Knowledge-Guided Hybrid Deep Reinforcement Learning for Dynamic Multi-Depot Electric Vehicle Routing Problem
This repository contains code and resources for the paper:
"Knowledge-Guided Hybrid Deep Reinforcement Learning for Dynamic Multi-Depot Electric Vehicle Routing Problem"
Authors: Reza Shahbazian, Francesca Guerriero, Alessia Ciacco, Giusy Macrina
Affiliation: Department of Mechanical, Energy, and Management Engineering, University of Calabria
The project focuses on addressing the Dynamic Multi-Depot Electric Vehicle Routing Problem with Time Windows (DMDEVRPTW), where electric vehicles (EVs) must adapt routes dynamically across multiple depots, serving customers within designated time windows while considering battery and energy constraints. The framework integrates a hybrid approach combining deep reinforcement learning (DRL) and variable neighborhood search (VNS), guided by domain knowledge, to enhance solution quality, efficiency, and scalability.
DMDEVRPTW is a challenging optimization problem due to the complexities introduced by:
- Dynamic Environment: Customer demands, travel times, and service times vary in real time.

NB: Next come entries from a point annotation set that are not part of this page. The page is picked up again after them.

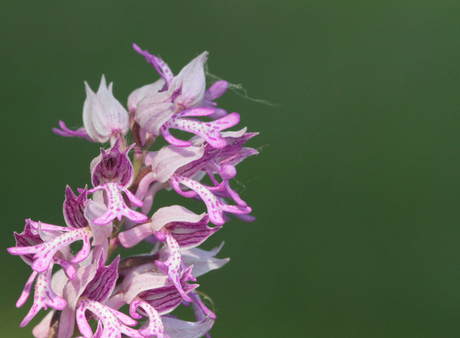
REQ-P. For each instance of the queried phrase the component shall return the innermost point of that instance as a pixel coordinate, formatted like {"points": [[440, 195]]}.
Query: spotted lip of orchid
{"points": [[88, 287], [113, 173]]}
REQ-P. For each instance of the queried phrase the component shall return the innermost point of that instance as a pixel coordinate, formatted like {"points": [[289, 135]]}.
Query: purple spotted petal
{"points": [[117, 207], [170, 158], [154, 110], [113, 166], [104, 117], [44, 252], [193, 80], [210, 131], [74, 209], [172, 265]]}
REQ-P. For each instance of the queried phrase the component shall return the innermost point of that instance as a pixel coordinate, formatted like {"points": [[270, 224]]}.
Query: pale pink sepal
{"points": [[177, 328], [203, 261], [103, 116]]}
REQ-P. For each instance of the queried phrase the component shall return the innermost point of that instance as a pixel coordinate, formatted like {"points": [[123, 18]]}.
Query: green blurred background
{"points": [[356, 189]]}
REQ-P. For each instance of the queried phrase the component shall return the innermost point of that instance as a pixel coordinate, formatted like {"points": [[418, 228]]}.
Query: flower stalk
{"points": [[91, 287]]}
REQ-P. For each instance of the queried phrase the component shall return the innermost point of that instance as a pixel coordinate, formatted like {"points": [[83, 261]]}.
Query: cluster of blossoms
{"points": [[90, 287]]}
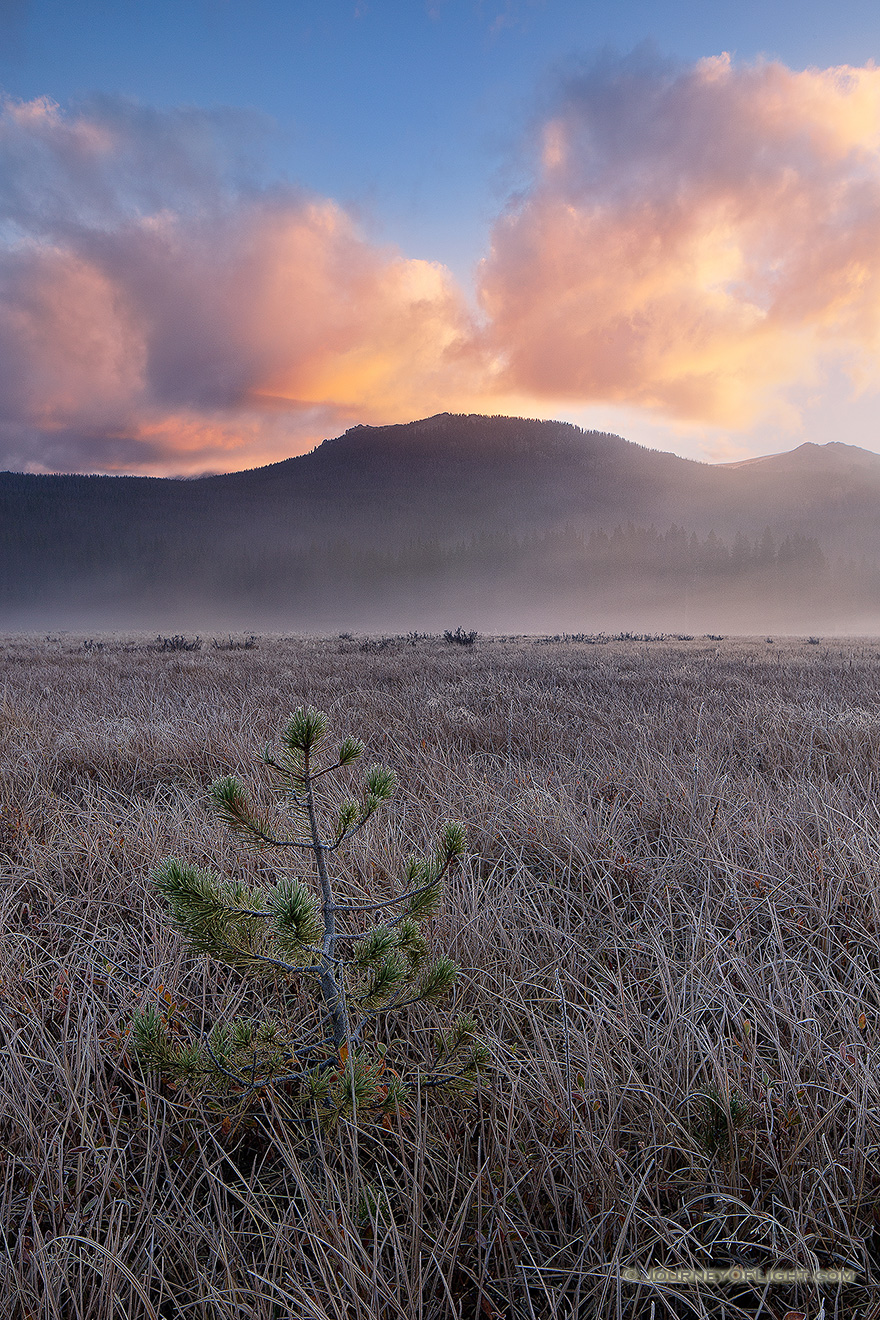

- Multiple Depots: Vehicles operate from different depots, with depot-specific constraints.
- Time Windows: Customers must be served within specified time periods.
- Battery Constraints: EVs have limited battery capacities and may need recharging at specific points.
The objective is to minimize the total traveled distance and time windows violations, while optimizing route selection to handle dynamic changes effectively.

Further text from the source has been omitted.